Tahap lanjutan investasi tersebut bernilai 22,5 miliar dolar AS dan melengkapi komitmen pendanaan SoftBank yang sejak April 2025 telah menargetkan suntikan dana besar ke perusahaan pengembang ChatGPT. Dengan rampungnya tahap ini, total dana yang digelontorkan ke OpenAI mencapai sekitar 41 miliar dolar AS atau setara Rp684,5 triliun.
Dari total nilai tersebut, sekitar 30 miliar dolar AS berasal dari Vision Fund milik SoftBank, sementara sisanya sebesar 11 miliar dolar AS dihimpun dari investor eksternal.

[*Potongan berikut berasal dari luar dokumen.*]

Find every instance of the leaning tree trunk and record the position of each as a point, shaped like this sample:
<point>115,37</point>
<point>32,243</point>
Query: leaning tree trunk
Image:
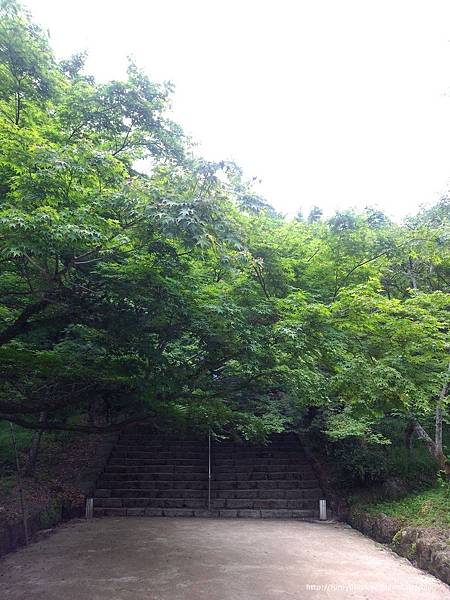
<point>34,449</point>
<point>435,446</point>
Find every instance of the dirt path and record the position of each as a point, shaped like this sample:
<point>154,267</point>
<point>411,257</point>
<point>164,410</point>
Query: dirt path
<point>206,559</point>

Struktur pendanaan ini menempatkan SoftBank sebagai salah satu pemegang saham terbesar OpenAI secara global.
Pendiri SoftBank, Masayoshi Son, menegaskan bahwa langkah ini mencerminkan keyakinan jangka panjang perusahaannya terhadap masa depan kecerdasan buatan tingkat lanjut, khususnya Artificial General Intelligence (AGI).
Menurut Son, visi OpenAI dalam mengembangkan AGI yang membawa manfaat luas bagi umat manusia sejalan dengan arah strategis SoftBank. Ia menilai AGI sebagai lompatan teknologi besar yang berpotensi mengubah tatanan kehidupan manusia di berbagai sektor.

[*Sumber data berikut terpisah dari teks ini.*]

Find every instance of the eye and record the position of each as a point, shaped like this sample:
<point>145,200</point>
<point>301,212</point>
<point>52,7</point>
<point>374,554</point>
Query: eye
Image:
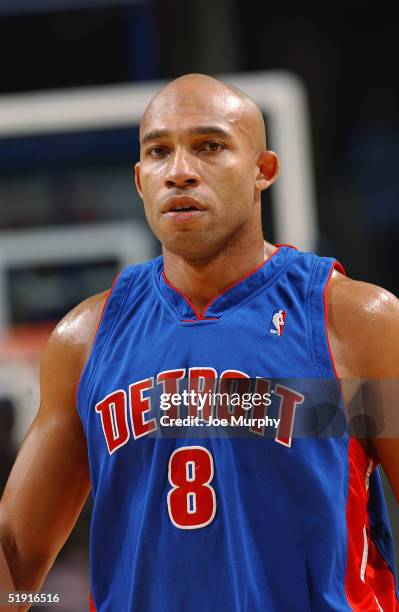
<point>211,146</point>
<point>157,151</point>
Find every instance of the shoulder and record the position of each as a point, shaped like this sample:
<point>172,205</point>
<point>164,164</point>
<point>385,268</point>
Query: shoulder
<point>69,345</point>
<point>363,325</point>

Sementara itu, CEO OpenAI Sam Altman menyambut positif tambahan dukungan tersebut. Ia menilai kehadiran SoftBank, dengan pengalaman dan jangkauan globalnya, akan mempercepat pengembangan dan distribusi teknologi AI canggih ke berbagai belahan dunia.
Di luar OpenAI, SoftBank juga terlibat dalam proyek infrastruktur kecerdasan buatan berskala raksasa bernama Stargate di Amerika Serikat, dengan nilai investasi mencapai 500 miliar dolar AS, yang digarap bersama OpenAI dan Oracle.
Belum lama ini, SoftBank juga memperkuat pijakannya di sektor pendukung AI dengan mengakuisisi perusahaan investasi pusat data asal AS, DigitalBridge, senilai sekitar 4 miliar dolar AS. Langkah tersebut semakin menegaskan ambisi SoftBank untuk menjadi pemain kunci dalam ekosistem global kecerdasan buatan.